Question

A selection is to be made for one post of Principal and two posts of Vice-Principal.
Amongst the six candidates called for the interview, only two are eligible for the post of Principal while they all are eligible for the
post of Vice-Principal. The number of possible combinations of selectees is
(a) 4
(b) 12
(c) 18
(d) None of the above
Step by step explanation is needed.. ​

Answer 1

Answer:

the answer is 12

hope this helps you

Answer 2

The number of possible combinations of selectees is 12.

Step-by-step explanation:

A selection is to be made for one post of Principal and two posts of Vice-Principal.

Among the six candidates, only two are eligible for the post of Principal.

So, number of ways of selecting one candidate out of two candidates for the post of Principal = $2_{C_{1} }$ = $\frac{2\times 1!}{1!}$ = 2 ways.

All candidates are eligible for the post of Vice-Principal.
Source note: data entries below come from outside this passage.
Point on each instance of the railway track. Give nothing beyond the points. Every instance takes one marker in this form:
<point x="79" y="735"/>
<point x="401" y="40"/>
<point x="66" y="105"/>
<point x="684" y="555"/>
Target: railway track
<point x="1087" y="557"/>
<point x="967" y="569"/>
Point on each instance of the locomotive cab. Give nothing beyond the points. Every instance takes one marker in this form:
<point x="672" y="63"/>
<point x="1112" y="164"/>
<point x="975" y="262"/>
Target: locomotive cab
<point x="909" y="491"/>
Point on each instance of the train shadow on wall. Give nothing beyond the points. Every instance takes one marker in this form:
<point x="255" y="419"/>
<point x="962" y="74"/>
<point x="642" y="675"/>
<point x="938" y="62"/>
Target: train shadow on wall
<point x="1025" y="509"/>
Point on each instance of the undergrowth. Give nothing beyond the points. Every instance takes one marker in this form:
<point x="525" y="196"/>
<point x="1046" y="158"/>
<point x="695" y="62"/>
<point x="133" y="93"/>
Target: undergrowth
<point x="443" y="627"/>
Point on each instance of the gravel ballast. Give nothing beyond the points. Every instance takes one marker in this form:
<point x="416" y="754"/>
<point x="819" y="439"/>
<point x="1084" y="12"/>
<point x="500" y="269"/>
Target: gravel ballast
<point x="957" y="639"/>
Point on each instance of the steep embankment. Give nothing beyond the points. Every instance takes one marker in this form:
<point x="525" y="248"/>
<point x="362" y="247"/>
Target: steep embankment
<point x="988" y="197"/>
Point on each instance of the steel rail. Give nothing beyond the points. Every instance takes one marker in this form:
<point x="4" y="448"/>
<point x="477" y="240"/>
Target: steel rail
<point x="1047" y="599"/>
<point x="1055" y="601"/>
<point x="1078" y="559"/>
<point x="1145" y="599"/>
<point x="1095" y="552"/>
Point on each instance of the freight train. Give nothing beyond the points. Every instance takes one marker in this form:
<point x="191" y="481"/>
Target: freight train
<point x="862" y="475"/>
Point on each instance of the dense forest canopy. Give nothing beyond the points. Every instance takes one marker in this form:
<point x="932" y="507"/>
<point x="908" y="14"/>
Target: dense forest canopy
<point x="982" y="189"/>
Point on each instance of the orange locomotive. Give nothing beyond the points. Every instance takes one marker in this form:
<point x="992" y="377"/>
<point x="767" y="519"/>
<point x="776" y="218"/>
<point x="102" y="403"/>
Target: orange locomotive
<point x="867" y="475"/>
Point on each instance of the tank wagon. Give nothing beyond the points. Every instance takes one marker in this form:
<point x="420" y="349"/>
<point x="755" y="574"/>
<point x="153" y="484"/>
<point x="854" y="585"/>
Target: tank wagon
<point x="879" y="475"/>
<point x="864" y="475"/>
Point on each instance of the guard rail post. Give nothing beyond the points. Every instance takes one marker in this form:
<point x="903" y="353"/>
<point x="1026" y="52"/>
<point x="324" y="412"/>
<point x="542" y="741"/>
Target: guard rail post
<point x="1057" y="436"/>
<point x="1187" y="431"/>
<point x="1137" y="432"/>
After selection of 1 candidate for the post of Principal, only five candidates are remaining for the post of Vice-Principal.

So, number of ways of selecting two candidates out of five candidates for the post of Vice-Principal = $5_{C_{2} } = \frac{5\times 4\times 3!}{2!\times 3!}$ = 10 ways.

The number of possible combinations of selectees is 2 + 10 = 12.

Hence, the number of possible combinations of selectees is 12.